Ainda sobre o veneno do motor, a preparação continha recursos como cabeçotes com dutos polidos, pistões especiais para gerar mais compressão, ignição Mallory, distribuidor eletrônico, comando de válvulas Crower, de 296°, coletor de admissão feito em alumínio, da Edelbrock, tudo alimentado por um carburador Holley de 700 cfm, em cuja base era montada a injeção de óxido nitroso (na época era um sistema bem simples, diferentemente dos atuais em que cada "dose" de comburente é eletrônicamente calculada, com o efeito positivo de resfriar a câmara interna do cilindro). No final das contas, a potência fora elevada para cerca de 420 cv, nos tempos em que dinamômetro era algo inimaginável.

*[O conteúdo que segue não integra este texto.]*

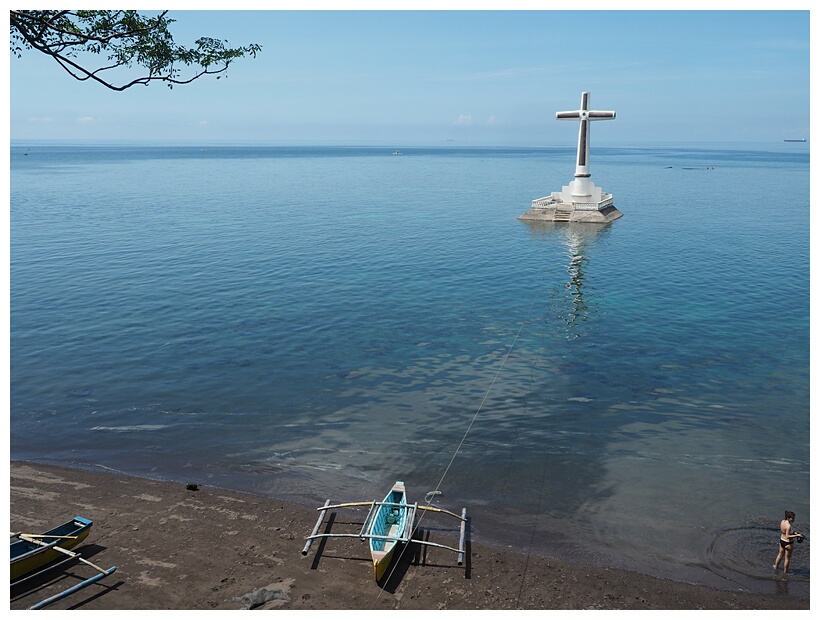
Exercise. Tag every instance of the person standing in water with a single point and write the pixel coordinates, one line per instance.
(787, 536)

O Toropala teve pouco tempo de desenvolvimento, pois logo foi colocado na pista, o que nos permite dizer que a performance do carro poderia ter sido ainda maior, já que em meados de 1986, as provas de arrancada no Rio de Janeiro perderam força e deixaram de ser realizadas. Nesse tempo, o carro foi vendido para a cidade de Cambé (PR), onde permaneceu por um bom tempo. Mas como a luz no fim do túnel (ou neste caso, no fim da reta) existe, o Loy terminou por recomprá-lo há alguns anos na cidadede Maringá (PR), e atualmente, o carro permanece em sua coleção à espera do merecido restauro.

Então é isso, meus amigos, espero ter registrado esse capítulo da história de uma forma à altura do que representou esse carro na época, uma história que despertou minha curiosidade logo que o amigo Paulo Mello me contou a respeito. Aliás, graças a ele pude entrar em contato com o Loy, que teve muita atenção e solicitude em me dar os detalhes do carro e fotos, e assim, sem a ajuda dos dois, essa matéria não poderia ter sido escrita. Gratidão.